Reciting messages honed by shrewd consultants, Livni has yet to say anything significant since she was elected Kadima's leader.
The Kadima primary this week is no more than the election of a condo committee. And this is the last chance: The condo is slated for demolition, an urban renewal project. Kadima will not survive. The ideological power of the new Dash has been exhausted, its leadership used up, its job over. The house that arose as an electoral exploit by Ariel Sharon will hardly manage to run one more time, and then it will be evacuated.
Living together happily in this condo are the representatives of the imaginary Israeli political center, which does not exist; residents who came from the right, but want to feel good about themselves, giving themselves a moderate and enlightened appearance. They are also the most mediocre of political hacks, they and their neighbors across the hall. The most captivating resident, Tzipi Livni, has already been elected chairwoman of the committee in place of the corrupt chairman, who was appointed in place of the elderly chairman who collapsed. Now the residents will put together a list of their friends.
In this condo you can find everyone: Kadima's Moshe Feiglin in the form of Shaul Mofaz; a "moderate" settler at whose home you can spend the Sabbath in the form of Otniel Schneller; you can always borrow a drill from the friendly neighbor Yoel Hasson; Professor Yitzhak Ben-Israel from the top floor can fix the satellite dish; Ronit Tirosh will give private lessons and Ruhama Balila-Avraham can be on the decorating committee. More than that you will not find in this house in the Israeli center.
For a moment, this house looked attractive to many Israelis: A "model apartment," all shiny from a distance, perfectly designed, like in the magazines. But it's not real, only a virtual "model apartment." The most senior tenant, Livni, is just like that, a product of her upbringing. Like most Israelis, Livni does not like extremism. She faithfully represents the residents of the house, terribly indifferent and anti-extremist. Human rights activists who oppose the occupation and dispossession, and the settler-pogromists who burn apartments and shoot Palestinians, they are all the same to the residents. More than anything else, they like to watch, on their high-definition televisions, pictures of peace negotiations. Thus they are amazingingly similar to their chairwoman, the leader of negotiations for negotiations' sake.

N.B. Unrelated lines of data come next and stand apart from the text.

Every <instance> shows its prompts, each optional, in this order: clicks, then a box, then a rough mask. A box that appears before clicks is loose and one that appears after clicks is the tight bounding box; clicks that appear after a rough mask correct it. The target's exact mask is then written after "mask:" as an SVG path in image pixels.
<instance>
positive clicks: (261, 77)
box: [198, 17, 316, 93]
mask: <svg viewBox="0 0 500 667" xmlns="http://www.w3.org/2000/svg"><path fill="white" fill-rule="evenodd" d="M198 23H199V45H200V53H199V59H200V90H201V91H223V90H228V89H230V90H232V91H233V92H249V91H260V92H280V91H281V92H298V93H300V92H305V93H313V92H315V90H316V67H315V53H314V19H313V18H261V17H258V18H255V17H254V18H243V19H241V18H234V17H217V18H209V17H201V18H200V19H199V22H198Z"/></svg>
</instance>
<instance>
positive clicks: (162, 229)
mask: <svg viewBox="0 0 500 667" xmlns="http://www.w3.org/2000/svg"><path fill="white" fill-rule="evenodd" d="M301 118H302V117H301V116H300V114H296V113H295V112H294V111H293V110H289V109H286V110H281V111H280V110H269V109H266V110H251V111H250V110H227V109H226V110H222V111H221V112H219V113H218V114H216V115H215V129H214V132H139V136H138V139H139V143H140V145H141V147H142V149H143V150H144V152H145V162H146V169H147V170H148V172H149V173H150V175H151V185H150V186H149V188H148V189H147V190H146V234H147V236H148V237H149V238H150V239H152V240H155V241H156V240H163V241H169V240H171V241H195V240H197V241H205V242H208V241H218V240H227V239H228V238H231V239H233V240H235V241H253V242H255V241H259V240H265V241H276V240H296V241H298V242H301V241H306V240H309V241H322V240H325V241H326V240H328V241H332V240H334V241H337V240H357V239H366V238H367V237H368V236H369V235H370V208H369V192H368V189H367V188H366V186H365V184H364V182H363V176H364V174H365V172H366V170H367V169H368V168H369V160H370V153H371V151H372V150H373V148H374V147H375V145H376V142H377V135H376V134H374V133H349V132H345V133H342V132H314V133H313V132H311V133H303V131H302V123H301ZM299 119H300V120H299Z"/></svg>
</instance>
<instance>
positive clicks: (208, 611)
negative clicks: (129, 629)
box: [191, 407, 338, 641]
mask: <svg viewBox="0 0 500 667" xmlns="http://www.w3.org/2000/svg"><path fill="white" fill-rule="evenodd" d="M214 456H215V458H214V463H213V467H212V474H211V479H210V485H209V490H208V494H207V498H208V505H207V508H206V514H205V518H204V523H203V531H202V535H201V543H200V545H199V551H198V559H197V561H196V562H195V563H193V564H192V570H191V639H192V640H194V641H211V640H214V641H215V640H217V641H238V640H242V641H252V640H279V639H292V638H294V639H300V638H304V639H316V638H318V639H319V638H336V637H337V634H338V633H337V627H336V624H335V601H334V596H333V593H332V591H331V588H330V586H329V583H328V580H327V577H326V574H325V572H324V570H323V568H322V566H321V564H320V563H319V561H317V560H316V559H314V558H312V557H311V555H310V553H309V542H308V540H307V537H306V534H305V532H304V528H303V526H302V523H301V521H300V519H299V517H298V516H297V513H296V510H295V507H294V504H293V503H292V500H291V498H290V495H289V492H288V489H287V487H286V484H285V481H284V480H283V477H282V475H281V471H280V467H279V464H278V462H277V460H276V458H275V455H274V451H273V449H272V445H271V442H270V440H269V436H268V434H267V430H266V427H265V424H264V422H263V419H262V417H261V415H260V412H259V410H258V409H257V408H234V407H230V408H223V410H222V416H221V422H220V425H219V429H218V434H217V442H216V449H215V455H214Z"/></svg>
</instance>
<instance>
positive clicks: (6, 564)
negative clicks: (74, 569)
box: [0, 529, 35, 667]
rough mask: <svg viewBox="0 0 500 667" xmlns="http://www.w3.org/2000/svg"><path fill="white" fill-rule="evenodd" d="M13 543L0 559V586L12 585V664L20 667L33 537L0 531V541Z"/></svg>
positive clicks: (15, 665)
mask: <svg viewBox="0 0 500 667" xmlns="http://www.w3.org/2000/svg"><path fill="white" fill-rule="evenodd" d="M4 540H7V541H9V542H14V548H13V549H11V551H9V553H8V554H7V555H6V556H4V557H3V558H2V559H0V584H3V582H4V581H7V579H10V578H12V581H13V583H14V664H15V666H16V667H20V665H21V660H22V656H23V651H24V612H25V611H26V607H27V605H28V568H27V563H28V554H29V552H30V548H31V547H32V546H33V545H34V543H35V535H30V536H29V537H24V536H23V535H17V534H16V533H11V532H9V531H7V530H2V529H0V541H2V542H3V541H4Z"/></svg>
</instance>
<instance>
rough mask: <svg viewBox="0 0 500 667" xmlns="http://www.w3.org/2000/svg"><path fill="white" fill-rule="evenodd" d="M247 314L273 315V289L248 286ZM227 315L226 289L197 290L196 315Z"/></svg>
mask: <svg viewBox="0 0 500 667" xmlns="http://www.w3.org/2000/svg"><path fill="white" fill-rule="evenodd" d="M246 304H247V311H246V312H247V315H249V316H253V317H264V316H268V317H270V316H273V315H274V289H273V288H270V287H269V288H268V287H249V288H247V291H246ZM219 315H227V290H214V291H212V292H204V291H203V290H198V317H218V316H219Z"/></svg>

Some have begun recently to hate the settlers - God forbid they should say so - and certainly that is not a reason to evict them. They will tell the pollsters who call that of course they are for a two-state solution, they are even for a Palestinian state, imagine that; but not now and not today.
"Conditions are not yet ripe," conditions will never be ripe. They want peace, but more than that they want the Arabs out of sight, which is another way of saying "separation," "disengagement" or "convergence" - take your pick. Of course, they are for the fence, part of which was built illegally on Palestinian land, but they are law-abiding. Respect for the law? They are pure as snow in their own eyes. Above all they are against corruption, but heaven forbid not against the biggest corruption of all, the violent and brutal control over another people.
They, too - how can we forget - are for the "settlement blocs," not illegal like the outposts, which will remain forever in the territories where most of them have never gone, except for reserve duty, which went by with no unnecessary moral qualms whatsoever. Why "settlement blocs"? They may mumble something about security, their only religion, perhaps even something about heritage, a groundless claim for those who consider themselves secular, like these residents. The main thing is that they are for peace and the settlement blocs; two states, but not now; an end to the occupation, but not tomorrow.
In the politics of the occupation - for some reason the main issue in every one of our election campaigns, after which nothing happens in any case - there is no center. Either you are for the occupation or you are against it, that is the question and it has only two answers. Sharp, clear and unequivocal. Those who do not say "no" to the occupation immediately say "yes" to it, and thus are on the right, not in the center or anywhere else. Those who do not work to end it, those who love negotiations that lead nowhere, are also right-wing, and all the camouflage and disguises in the world will not change that.
Livni is the embodiment of this disguise: Reciting messages honed by shrewd consultants, she has yet to say anything significant since she was elected Kadima's leader. Oh, yes, she is against Shas. And also, from time to time, she has right-wing slips of the tongue, like at the end of last week: You cannot always bring all the soldiers home, the national aspirations of Israeli Arabs will be met in the Palestinian state, and of course, in the competition with Ehud Barak, Livni is for bombarding Gaza. The residents of this condo are certainly pleased: That is what they want from the chairwoman of their committee: leading negotiations and bombarding. But this house cannot survive. It is devoid of ideas and a world view. Therefore, avanti populi - come on people, vote Kadima, for the last time.